The parts are varied in Cymbeline, so it takes mental and physical versatility. But this was no problem for these actors. Between them, they could play the cello, French horn, horn, ukulele, guitar, drums, bongo. They could also all sing a capella in styles from madrigals to bluegrass. These talents helped overcome the challenge of make an obscure play into something people will pay to see, because it needs to be exceptionally eye-catching. To make something that is unpopular successful, it must stand out so profusely, it cannot be passed by. Otherwise its existence becomes that of a shadow, seen by few, and finally the production halts.
Cymbeline is a play which starts of beautifully and slowly for four acts. It starts with two lovers, Imogen (Jesse Austrian), a princess and a commoner, Posthumus (Noah Brody), and then develops into a beautiful but twisted love plot. Pothumus is forced to flee to Italy, where he meets the villain Iachimo (Ben Steinfeld), who tears a hole in the relationship with false words and falser actions. Then when a war ensues between Italy and England, the audience meets two young boys and their father, who happen to be the kidnapped heirs to the throne of Britain. Also the king’s evil queen (Emily Young) sends her moronic son, Cloten (Andy Grotelueschen), to kill Imogen. Paul L. Coffey, playing Imogen’s faithful servant, is also entangled. So then in the fifth act they are all brought to Cymbeline’s court (except Cloten, who was killed by one of the lost sons) and Shakespeare resolves all the separate but tangled plots at once.

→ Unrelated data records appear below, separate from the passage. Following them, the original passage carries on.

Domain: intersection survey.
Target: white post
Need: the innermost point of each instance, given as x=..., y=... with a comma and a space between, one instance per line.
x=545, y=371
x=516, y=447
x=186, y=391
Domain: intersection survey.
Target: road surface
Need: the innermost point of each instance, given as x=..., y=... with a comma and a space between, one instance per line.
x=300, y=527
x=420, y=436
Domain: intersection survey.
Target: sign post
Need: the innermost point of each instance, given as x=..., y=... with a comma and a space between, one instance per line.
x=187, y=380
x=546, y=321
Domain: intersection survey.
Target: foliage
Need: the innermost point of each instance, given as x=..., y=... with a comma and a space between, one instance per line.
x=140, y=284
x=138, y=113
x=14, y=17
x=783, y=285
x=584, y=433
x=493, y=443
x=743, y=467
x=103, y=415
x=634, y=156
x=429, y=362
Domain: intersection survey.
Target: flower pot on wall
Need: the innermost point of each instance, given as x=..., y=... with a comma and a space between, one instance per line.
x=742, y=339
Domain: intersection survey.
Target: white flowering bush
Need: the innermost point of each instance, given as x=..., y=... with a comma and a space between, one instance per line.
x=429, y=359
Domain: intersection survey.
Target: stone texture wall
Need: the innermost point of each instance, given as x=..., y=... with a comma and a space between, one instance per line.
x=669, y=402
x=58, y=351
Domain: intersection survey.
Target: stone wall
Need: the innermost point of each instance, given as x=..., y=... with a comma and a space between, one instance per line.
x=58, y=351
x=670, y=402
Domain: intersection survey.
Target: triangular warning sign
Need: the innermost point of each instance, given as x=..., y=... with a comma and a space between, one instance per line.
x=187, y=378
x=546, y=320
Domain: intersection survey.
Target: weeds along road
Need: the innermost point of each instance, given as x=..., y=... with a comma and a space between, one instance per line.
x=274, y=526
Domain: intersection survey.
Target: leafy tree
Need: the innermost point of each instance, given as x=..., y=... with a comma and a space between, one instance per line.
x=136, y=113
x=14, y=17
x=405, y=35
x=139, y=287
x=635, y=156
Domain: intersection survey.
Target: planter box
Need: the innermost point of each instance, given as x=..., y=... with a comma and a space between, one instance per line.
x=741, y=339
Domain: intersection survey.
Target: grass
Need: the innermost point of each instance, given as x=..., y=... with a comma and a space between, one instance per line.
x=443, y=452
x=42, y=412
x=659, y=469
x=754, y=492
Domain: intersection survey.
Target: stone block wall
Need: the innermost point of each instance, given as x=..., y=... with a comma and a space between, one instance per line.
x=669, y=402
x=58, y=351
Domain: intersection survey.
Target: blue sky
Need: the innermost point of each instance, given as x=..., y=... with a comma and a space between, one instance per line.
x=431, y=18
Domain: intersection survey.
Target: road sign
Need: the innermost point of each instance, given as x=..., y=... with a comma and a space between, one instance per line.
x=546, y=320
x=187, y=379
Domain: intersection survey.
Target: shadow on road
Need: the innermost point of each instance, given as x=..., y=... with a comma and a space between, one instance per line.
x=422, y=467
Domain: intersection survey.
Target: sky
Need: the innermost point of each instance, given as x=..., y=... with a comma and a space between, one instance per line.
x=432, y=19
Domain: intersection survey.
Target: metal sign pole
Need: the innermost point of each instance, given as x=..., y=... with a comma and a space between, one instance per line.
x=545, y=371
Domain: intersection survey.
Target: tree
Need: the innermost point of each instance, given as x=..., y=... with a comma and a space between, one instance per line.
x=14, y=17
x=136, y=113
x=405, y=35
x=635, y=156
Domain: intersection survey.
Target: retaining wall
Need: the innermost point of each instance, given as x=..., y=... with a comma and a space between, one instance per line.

(Top) Steinfeld, Grotelueschen, Coffey (Bottom) Young, Brody, Austrian
The ending truly is what makes Cymbeline a monster. In the fifth act, it explodes into a rapidly unfolding bundle of twists and turns. Having started slow, every problem Shakespeare created is resolved in the space of twenty minutes. Almost every character appears at least once in the finale. 17 new ideas or facts are revealed in ten minutes. This posed a huge problem for the Fiasco Company. I wondered throughout the entire play how they would play ten parts with six people. They dealt with it in a brilliant way; simply switching! Instead of trying to hide the role changes, beating a drum to signaled the switch. They did not stay fixated on little issues, and neither did the audience. It is very reassuring to see Shakespeare performed by a small cast. The numerous roles pose problems for many companies. This style of performance will make it much easier to adapt Shakespeare the modern world. This new way to deal with a problem play will be revolutionary, and I hope to review some more on this quest.